Top Community Prompts
Explain it Like I'm 14
Learning to Reason as Action Abstractions with Scalable Mid-Training RL: In Simple Terms
Let's explore this academic paper using simple language and ideas that a 14-year-old can understand.
Overview of the Paper
The paper talks about a way to make smart computer programs, known as LLMs, even smarter. These models need to learn how to make good decisions by taking "actions." The research suggests that helping these models learn the right actions in the middle of their training makes them better at tasks after training.
Key Objectives
The researchers wanted to find out:
- How can we help LLMs make better decisions by teaching them during their mid-training?

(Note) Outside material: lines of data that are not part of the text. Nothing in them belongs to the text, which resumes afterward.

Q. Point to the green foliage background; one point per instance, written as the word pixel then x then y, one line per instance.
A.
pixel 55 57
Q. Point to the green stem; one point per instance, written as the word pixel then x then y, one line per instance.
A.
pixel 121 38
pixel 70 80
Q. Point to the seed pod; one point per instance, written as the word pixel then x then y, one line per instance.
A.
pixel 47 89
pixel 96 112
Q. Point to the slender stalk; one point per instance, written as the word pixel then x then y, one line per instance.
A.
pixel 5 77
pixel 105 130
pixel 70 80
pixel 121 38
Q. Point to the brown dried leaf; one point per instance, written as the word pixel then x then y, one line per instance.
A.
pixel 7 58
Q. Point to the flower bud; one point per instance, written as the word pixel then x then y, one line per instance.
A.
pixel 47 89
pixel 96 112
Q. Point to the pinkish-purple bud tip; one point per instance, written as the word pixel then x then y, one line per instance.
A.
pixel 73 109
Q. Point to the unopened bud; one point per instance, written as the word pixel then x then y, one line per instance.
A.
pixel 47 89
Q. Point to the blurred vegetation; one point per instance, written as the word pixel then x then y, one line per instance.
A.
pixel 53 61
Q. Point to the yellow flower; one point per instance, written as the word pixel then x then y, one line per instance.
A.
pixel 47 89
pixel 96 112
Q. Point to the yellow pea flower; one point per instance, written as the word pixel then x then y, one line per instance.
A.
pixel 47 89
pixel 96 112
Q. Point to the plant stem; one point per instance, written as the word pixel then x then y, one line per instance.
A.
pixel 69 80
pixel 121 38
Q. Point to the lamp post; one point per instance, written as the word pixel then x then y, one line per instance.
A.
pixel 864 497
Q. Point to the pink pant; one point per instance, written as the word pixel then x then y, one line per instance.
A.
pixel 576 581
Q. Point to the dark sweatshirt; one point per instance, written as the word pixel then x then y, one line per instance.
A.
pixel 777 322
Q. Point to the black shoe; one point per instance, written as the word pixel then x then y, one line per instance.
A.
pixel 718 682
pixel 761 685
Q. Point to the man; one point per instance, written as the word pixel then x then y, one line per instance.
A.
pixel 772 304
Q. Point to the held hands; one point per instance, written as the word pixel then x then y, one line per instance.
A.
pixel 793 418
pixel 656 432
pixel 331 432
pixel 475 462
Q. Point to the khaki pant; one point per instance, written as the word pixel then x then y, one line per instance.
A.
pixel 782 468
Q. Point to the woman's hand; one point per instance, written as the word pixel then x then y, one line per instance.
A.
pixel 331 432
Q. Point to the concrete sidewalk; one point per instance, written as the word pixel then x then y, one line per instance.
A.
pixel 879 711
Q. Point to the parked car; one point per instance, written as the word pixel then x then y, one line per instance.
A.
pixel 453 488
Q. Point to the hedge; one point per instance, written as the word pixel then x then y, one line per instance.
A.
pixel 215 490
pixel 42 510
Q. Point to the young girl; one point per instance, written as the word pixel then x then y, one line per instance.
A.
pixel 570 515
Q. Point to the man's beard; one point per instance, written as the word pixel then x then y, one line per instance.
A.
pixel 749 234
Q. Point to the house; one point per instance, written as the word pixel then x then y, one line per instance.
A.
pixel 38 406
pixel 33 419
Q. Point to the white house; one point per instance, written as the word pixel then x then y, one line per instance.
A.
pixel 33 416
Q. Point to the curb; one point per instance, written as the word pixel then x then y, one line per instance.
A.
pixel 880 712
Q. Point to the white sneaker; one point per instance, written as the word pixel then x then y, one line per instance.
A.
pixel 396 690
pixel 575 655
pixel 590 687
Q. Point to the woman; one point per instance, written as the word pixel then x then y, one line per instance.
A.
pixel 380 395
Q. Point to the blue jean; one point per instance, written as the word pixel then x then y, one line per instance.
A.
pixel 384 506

- What type of training helps them learn quickly and effectively?
Research Methods
Imagine teaching a robot to solve puzzles by giving it many examples of good solutions. This study uses a similar approach. The researchers used something called "Reinforcement Learning" (RL), which is like giving the robots rewards when they make good decisions, and training it with examples. They focused on helping the model choose smart, high-level actions (like solving whole parts of a puzzle) rather than simple ones (like moving a single puzzle piece).
Main Findings
The study found:
- By teaching the models using examples of useful actions early on, the models become better at making decisions and understanding tasks later.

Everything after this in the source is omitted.